In the middle column, things get interesting! Because of the numbers we already eliminated in the previous step, we can see that the only way to reach 9 is to use the 9 in that column. We can cross out all the other numbers in the column. It can be handy to also circle the 9, because we know we will have to use it in the row adding up to 20. Highlighting it with a circle will make it easy to remember that later. We can also cross out the 9 outside the grid so we know we’ve completed that column.

Continuing across the columns we get to eliminate one more number, the 4 in the fifth column.

We’ve eliminated a fair few numbers already, and completed a column. Glancing at the grid, the sum-11 row merits closer inspection because we’ve crossed out 3 numbers already…

The only way to reach 11 is with the 7 and the 4. We can circle them, cross out the other numbers, and cross out the 11 outside the grid to mark that row complete.
Circling those two numbers may have further consequences that we should investigate. First, the 4. We know we have to use it in the sum-13 column. Does that eliminate any further numbers? Unfortunately not; they could all be combined with the 4 to reach 13. The same is true in the sum-14 column – all the remaining numbers can be combined in some way with the 7 we know we must use.
Let’s go back and go through the rows and columns again, but this time instead of just looking for numbers that can't be used in a sum, also see if there are any that must be used regardless of how it’s calculated.

This yields a 9 in the sum-14 column. However we reach the sum of 14, the 9 has to be included – the other numbers aren’t sufficient without it. We can circle it, and then see if that has a consequence for its associated row (the sum-20 row).

Indeed it does! Now we know that we are using two 9s, we can deduce that we need one of the 2s to reach our target of 20. Therefore we can eliminate the 3s. That means we can look at three columns for knock-on consequences.

The first of the 3s was in the sum-4 column, but it doesn’t help.
The second 3 was in the sum-14 column. Now it’s gone, the only way to reach 14 (given the 7 we already circled) is with the 3 and 4. We circle them, cross out the remaining 1, and cross off that column as complete.
The final column (the sum-7) can also be completed – it has to be the 7. We’re getting somewhere!
We’ve crossed and circled quite a few numbers, so a quick run through the rows is in order.

The first row (sum-3) is already complete, so we can cross it off.
We can cross out the 8 in the second row because there’s no way to combine it with the 7 we know we have to use to reach 12.
In the sum-6 row, we know we’ll have to use the 1 regardless of how we reach the goal, so we can circle that.
In the sum-14 row, now we know we have to use a 4, we can eliminate the 7. We also know that we’ll have to use the 6, so we can circle that.
Then we’ll work through the columns again.

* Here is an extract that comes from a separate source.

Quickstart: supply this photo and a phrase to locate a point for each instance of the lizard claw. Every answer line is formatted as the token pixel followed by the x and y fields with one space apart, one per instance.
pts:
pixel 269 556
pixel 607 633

It doesn’t yield much, but we do know we’ll have to use the 1 in the sum 13 column, so we can circle it. That has a consequence for the sum-2 row at the bottom...

It allows us to complete that row. We’re almost done. Completing the final row has some knock on consequences so we’ll go through the columns again.

It’s left us with only a single 2 in the sum-7 column, so we know that must be used and can be circled. Doing so completes the sum-20 row, so we can mark that as done and eliminate the remaining 2 in that row.

Knocking out that 2 lets us complete the sum-13 column...

And that in turn allows us to solve the sum-6 row. Now it’s an easy run to the end...

The remaining rows and columns have single solutions.